At the freshmen orientations at both Rider and another school which were attended by my children, we parents were told that our 18 year-olds were now adults. Although we were expected to subsidize their educations, they had the right to deny us access to their grades or any other "personal" information derived from their attendance at these schools and, as these rules were governed by law, any other schools they might have chosen.
At 18, these young adults can marry, can join the military and can sign contracts and make agreements on their own behalf. This said, I consider the death of the young man following the frat party a tragedy, but not one that is beyond predictable.
There is only so far parents. administrators and instructors can go without interfering with the rights of these newly minted young adults. One might assume, however incorrectly, that the mantle of adulthood also imbues 18 year-olds with some sort of instant wisdom, but of course, this is not the case.

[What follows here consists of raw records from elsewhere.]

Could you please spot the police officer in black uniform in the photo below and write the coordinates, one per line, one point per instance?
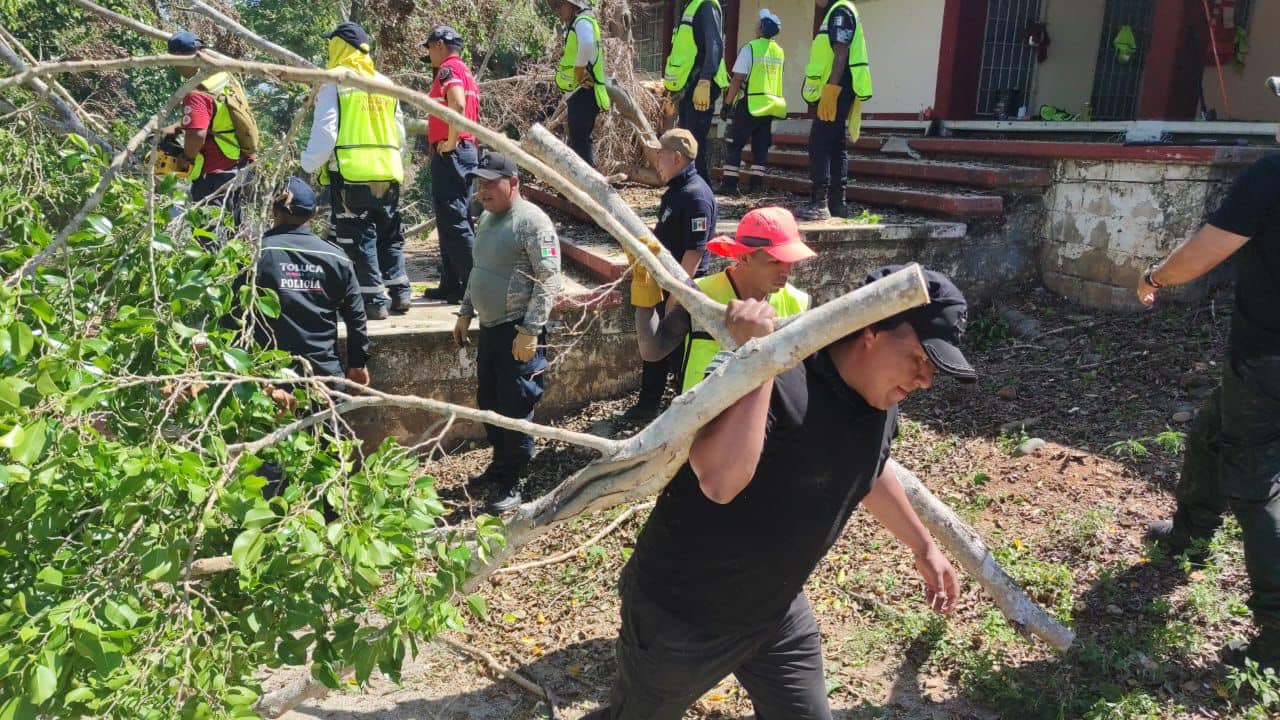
(686, 219)
(316, 283)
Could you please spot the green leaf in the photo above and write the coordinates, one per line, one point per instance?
(41, 684)
(268, 302)
(23, 340)
(160, 564)
(237, 359)
(13, 438)
(247, 548)
(478, 606)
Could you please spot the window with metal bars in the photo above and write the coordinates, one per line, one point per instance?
(1008, 62)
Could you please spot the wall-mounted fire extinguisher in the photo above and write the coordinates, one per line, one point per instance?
(1221, 32)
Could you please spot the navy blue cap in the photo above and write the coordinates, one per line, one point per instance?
(353, 35)
(447, 33)
(940, 324)
(302, 199)
(184, 42)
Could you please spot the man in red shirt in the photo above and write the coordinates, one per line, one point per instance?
(209, 137)
(453, 155)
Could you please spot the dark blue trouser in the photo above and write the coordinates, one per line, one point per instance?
(449, 196)
(583, 112)
(830, 154)
(748, 128)
(666, 664)
(1233, 461)
(366, 224)
(698, 122)
(510, 388)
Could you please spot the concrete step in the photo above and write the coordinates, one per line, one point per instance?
(938, 201)
(991, 177)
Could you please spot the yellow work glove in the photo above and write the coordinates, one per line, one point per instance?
(524, 346)
(703, 95)
(645, 291)
(827, 104)
(855, 121)
(460, 331)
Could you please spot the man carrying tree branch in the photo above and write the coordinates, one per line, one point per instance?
(716, 580)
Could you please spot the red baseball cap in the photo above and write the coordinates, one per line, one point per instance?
(772, 229)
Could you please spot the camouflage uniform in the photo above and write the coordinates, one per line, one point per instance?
(512, 288)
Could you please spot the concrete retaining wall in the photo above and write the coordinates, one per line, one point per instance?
(1109, 220)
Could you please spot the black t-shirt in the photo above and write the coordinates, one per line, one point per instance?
(1252, 209)
(737, 566)
(686, 217)
(840, 31)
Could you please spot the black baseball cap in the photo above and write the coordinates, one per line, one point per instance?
(304, 199)
(184, 42)
(940, 324)
(494, 165)
(353, 35)
(447, 33)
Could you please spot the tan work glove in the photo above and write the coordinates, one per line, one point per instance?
(461, 331)
(703, 95)
(828, 101)
(524, 346)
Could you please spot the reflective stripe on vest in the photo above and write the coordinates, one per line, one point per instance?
(684, 51)
(222, 128)
(764, 83)
(369, 140)
(565, 78)
(821, 58)
(700, 347)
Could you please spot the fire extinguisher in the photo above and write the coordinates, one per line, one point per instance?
(1221, 32)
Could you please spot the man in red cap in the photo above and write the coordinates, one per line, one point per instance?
(716, 583)
(764, 249)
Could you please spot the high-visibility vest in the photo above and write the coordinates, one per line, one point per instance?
(764, 83)
(222, 128)
(684, 51)
(565, 78)
(821, 58)
(700, 347)
(369, 139)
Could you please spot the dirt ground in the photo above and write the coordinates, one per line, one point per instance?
(1110, 396)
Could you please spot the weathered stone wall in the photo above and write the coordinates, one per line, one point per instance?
(590, 359)
(1107, 222)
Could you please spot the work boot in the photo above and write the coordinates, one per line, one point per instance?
(1265, 650)
(1174, 541)
(506, 500)
(402, 302)
(438, 292)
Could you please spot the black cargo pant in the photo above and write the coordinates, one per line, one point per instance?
(366, 223)
(449, 194)
(511, 388)
(664, 664)
(1233, 461)
(698, 122)
(583, 112)
(758, 132)
(828, 153)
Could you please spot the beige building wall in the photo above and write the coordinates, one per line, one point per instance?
(1249, 98)
(903, 39)
(1065, 80)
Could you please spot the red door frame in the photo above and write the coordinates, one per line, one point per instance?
(959, 59)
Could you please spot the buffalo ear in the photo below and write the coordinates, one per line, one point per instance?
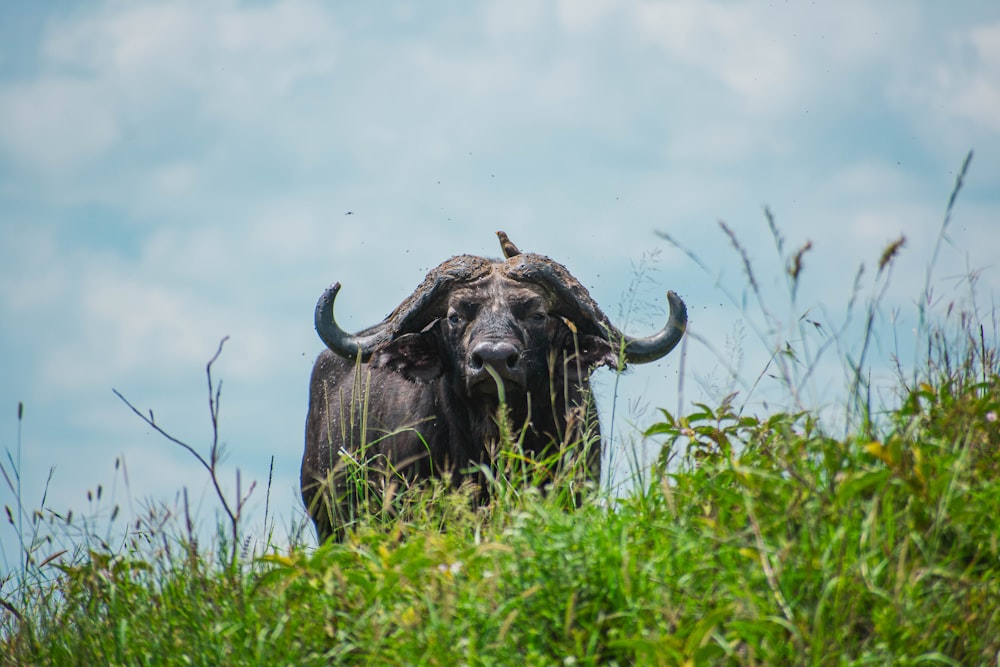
(415, 356)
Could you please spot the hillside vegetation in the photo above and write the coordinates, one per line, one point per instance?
(755, 540)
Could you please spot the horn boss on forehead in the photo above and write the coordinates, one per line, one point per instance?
(420, 390)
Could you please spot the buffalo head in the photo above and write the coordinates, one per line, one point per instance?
(475, 330)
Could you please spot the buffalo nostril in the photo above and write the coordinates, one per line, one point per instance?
(498, 355)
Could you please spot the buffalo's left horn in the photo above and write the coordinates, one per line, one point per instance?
(338, 340)
(651, 348)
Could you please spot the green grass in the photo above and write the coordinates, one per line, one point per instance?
(769, 544)
(755, 540)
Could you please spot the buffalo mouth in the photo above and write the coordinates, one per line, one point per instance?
(484, 383)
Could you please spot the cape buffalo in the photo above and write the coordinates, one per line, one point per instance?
(418, 394)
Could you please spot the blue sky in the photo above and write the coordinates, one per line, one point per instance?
(172, 173)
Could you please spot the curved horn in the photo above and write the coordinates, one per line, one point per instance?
(338, 340)
(416, 311)
(587, 314)
(651, 348)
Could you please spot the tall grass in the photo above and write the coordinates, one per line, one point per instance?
(756, 539)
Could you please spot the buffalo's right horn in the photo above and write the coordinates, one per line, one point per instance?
(338, 340)
(651, 348)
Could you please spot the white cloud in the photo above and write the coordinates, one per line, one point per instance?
(56, 123)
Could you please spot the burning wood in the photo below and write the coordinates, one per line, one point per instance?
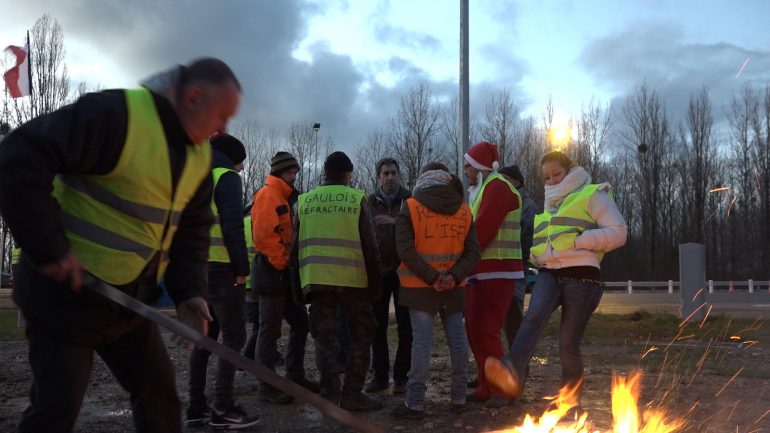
(625, 413)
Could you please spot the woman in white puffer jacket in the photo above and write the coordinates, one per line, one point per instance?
(580, 223)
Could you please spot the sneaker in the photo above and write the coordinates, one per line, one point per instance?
(503, 376)
(359, 402)
(377, 385)
(496, 402)
(305, 383)
(333, 397)
(272, 394)
(399, 388)
(234, 418)
(404, 412)
(197, 415)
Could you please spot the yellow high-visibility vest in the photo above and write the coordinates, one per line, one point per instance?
(250, 247)
(329, 242)
(507, 242)
(570, 220)
(15, 255)
(217, 249)
(117, 222)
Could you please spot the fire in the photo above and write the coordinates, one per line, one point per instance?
(625, 412)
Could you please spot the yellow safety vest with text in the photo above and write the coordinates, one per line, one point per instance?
(329, 241)
(250, 247)
(117, 222)
(217, 249)
(507, 241)
(570, 220)
(439, 239)
(15, 255)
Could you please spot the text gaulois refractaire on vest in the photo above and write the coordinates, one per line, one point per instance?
(325, 203)
(442, 229)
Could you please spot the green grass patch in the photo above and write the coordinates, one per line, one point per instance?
(9, 330)
(642, 326)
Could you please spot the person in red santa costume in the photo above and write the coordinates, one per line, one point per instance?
(496, 207)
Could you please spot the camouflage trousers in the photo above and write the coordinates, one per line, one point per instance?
(357, 307)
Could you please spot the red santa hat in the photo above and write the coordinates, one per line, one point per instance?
(483, 156)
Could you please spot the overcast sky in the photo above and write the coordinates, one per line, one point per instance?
(346, 64)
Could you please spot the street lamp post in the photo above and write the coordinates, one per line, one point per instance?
(316, 127)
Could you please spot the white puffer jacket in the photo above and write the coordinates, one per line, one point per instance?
(610, 235)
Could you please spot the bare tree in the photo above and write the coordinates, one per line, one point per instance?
(530, 145)
(697, 164)
(647, 131)
(50, 80)
(594, 128)
(302, 141)
(411, 134)
(761, 130)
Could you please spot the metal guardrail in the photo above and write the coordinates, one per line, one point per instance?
(751, 285)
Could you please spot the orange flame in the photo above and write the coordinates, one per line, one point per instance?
(625, 412)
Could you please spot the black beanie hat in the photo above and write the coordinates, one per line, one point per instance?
(337, 162)
(281, 162)
(230, 146)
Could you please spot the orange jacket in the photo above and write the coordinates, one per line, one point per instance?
(271, 221)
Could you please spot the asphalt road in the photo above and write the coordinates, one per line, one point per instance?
(737, 304)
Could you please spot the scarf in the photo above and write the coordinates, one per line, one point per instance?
(555, 194)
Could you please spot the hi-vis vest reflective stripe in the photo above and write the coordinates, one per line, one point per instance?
(250, 247)
(15, 255)
(562, 228)
(507, 241)
(116, 223)
(217, 249)
(329, 241)
(439, 239)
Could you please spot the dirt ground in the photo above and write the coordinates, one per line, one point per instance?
(706, 396)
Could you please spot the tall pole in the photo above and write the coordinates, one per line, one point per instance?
(463, 142)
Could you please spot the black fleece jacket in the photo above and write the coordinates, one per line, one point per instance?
(228, 199)
(87, 137)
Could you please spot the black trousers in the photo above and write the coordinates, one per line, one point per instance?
(252, 316)
(64, 329)
(227, 301)
(357, 307)
(273, 309)
(380, 350)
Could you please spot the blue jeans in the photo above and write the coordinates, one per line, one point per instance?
(422, 343)
(578, 300)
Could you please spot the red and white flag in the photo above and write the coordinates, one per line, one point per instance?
(17, 78)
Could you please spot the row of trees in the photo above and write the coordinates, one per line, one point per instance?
(677, 177)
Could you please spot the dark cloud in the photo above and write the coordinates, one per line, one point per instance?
(257, 39)
(389, 34)
(672, 66)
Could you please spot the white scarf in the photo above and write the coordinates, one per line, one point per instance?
(555, 194)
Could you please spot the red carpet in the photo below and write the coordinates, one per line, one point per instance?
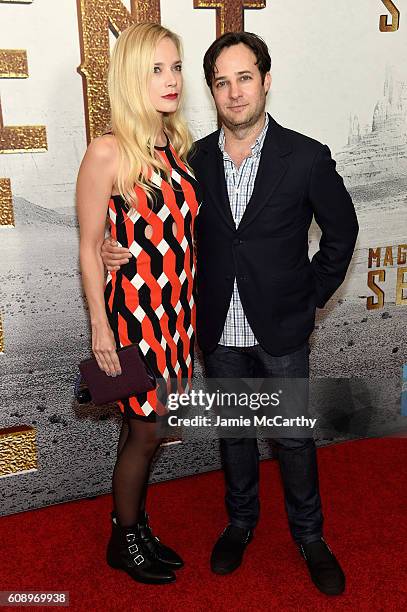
(364, 493)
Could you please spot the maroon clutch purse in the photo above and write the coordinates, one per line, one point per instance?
(136, 377)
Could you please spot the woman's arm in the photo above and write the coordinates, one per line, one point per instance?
(94, 187)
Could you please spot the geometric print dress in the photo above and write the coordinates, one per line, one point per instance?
(150, 300)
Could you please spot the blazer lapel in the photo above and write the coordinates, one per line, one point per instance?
(272, 168)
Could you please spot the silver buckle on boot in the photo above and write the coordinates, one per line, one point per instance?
(130, 537)
(133, 548)
(140, 561)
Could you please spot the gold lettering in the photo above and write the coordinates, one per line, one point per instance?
(402, 254)
(229, 13)
(374, 254)
(388, 257)
(6, 204)
(18, 450)
(371, 304)
(95, 18)
(13, 64)
(393, 26)
(401, 299)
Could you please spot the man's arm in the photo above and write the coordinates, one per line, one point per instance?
(335, 214)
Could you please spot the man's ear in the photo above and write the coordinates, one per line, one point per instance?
(267, 82)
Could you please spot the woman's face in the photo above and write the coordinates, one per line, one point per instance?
(166, 80)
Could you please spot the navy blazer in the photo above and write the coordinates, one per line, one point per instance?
(268, 252)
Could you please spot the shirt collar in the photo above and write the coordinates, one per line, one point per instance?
(258, 144)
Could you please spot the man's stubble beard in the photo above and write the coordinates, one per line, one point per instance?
(248, 123)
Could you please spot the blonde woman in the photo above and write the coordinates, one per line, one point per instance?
(138, 176)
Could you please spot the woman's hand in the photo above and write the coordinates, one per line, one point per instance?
(112, 255)
(104, 349)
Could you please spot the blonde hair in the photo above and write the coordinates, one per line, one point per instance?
(134, 120)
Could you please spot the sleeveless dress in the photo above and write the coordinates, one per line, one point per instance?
(150, 300)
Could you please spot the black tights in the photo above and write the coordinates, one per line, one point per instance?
(135, 450)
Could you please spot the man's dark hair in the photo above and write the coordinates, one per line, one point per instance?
(254, 42)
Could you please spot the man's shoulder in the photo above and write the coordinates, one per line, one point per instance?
(297, 140)
(209, 141)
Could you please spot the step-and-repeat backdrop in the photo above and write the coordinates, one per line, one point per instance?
(339, 75)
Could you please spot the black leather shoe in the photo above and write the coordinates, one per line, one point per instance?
(159, 551)
(228, 551)
(127, 551)
(324, 568)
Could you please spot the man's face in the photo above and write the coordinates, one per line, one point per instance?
(238, 91)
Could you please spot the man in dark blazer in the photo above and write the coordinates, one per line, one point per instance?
(257, 290)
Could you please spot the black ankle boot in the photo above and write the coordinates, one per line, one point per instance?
(127, 551)
(159, 551)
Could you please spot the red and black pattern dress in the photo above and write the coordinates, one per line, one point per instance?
(150, 300)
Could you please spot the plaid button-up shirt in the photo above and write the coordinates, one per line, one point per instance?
(240, 183)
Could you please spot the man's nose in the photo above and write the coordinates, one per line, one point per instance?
(234, 90)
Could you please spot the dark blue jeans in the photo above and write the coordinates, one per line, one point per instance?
(240, 456)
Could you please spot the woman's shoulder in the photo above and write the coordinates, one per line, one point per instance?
(104, 148)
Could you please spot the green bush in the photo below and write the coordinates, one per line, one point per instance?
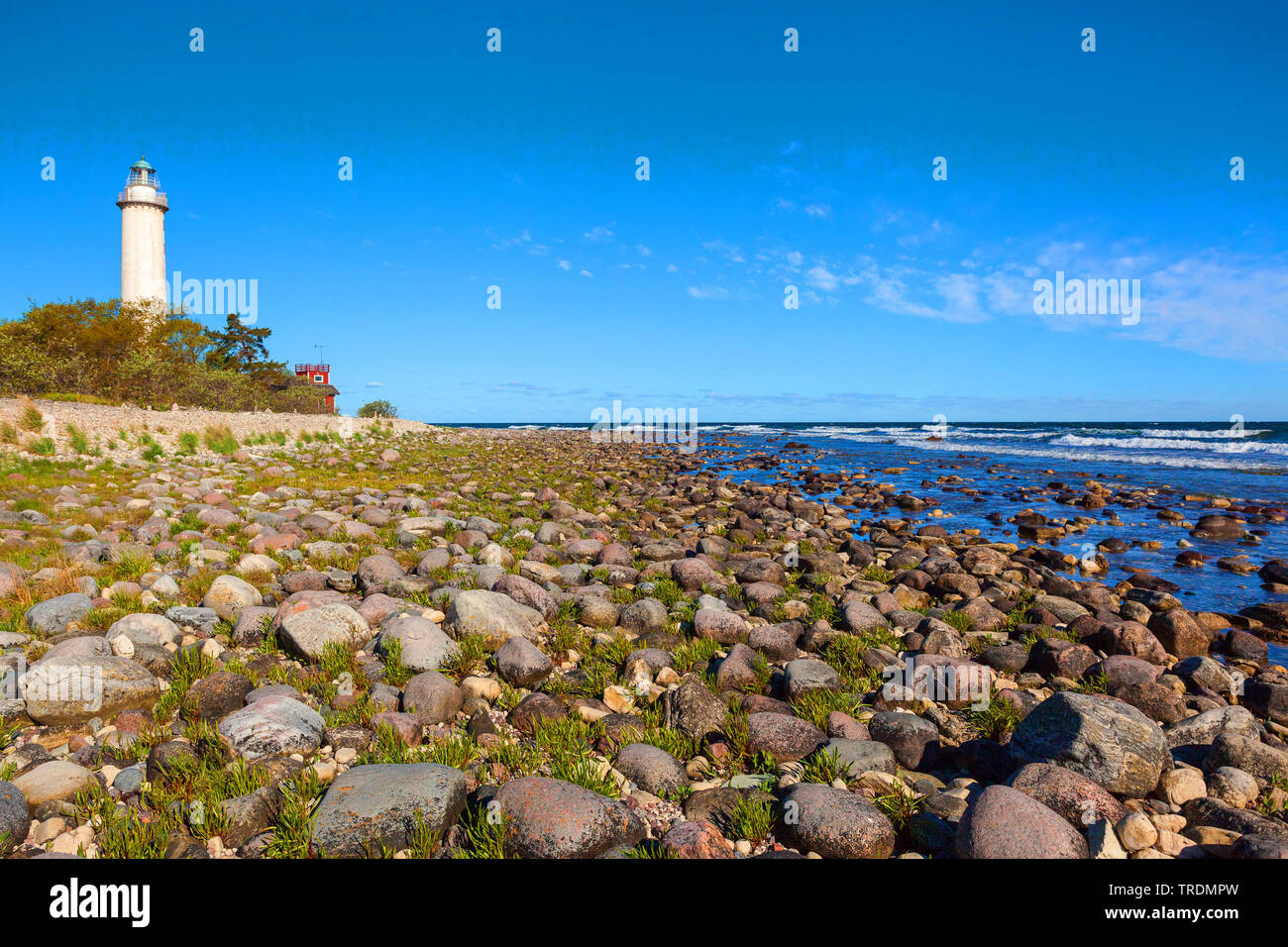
(103, 351)
(377, 408)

This event simply underscores the fact that some students are not mentally or emotionally prepared to make the transition from the control of the family to the independence of a college campus. This tragedy is a combination of perhaps, too liberal a campus for this student, poor judgement on his part and colossal negligence on the part of the fraternity heads. Embroiling the administration is simply going to make Rider's campus akin to my strict parochial high school of the early 1960's where the tiniest infraction required punitive and usually humiliating consequences.
I feel for the parents. The frat boys involved will no doubt never recover from the guilt and remorse engendered by their role in this tragedy. There will be a shakeup in the administration at Rider, and surely, stricter rules will be enacted against on-campus drinking and partying. However, the presumption that the administrators are supposed to be babysitters for the legally recognized "adults" is incorrect.
Every student does not have the maturity to live in a campus environment. When choosing schools, parents should be aware of the limitations of their children, and choose their schools carefully.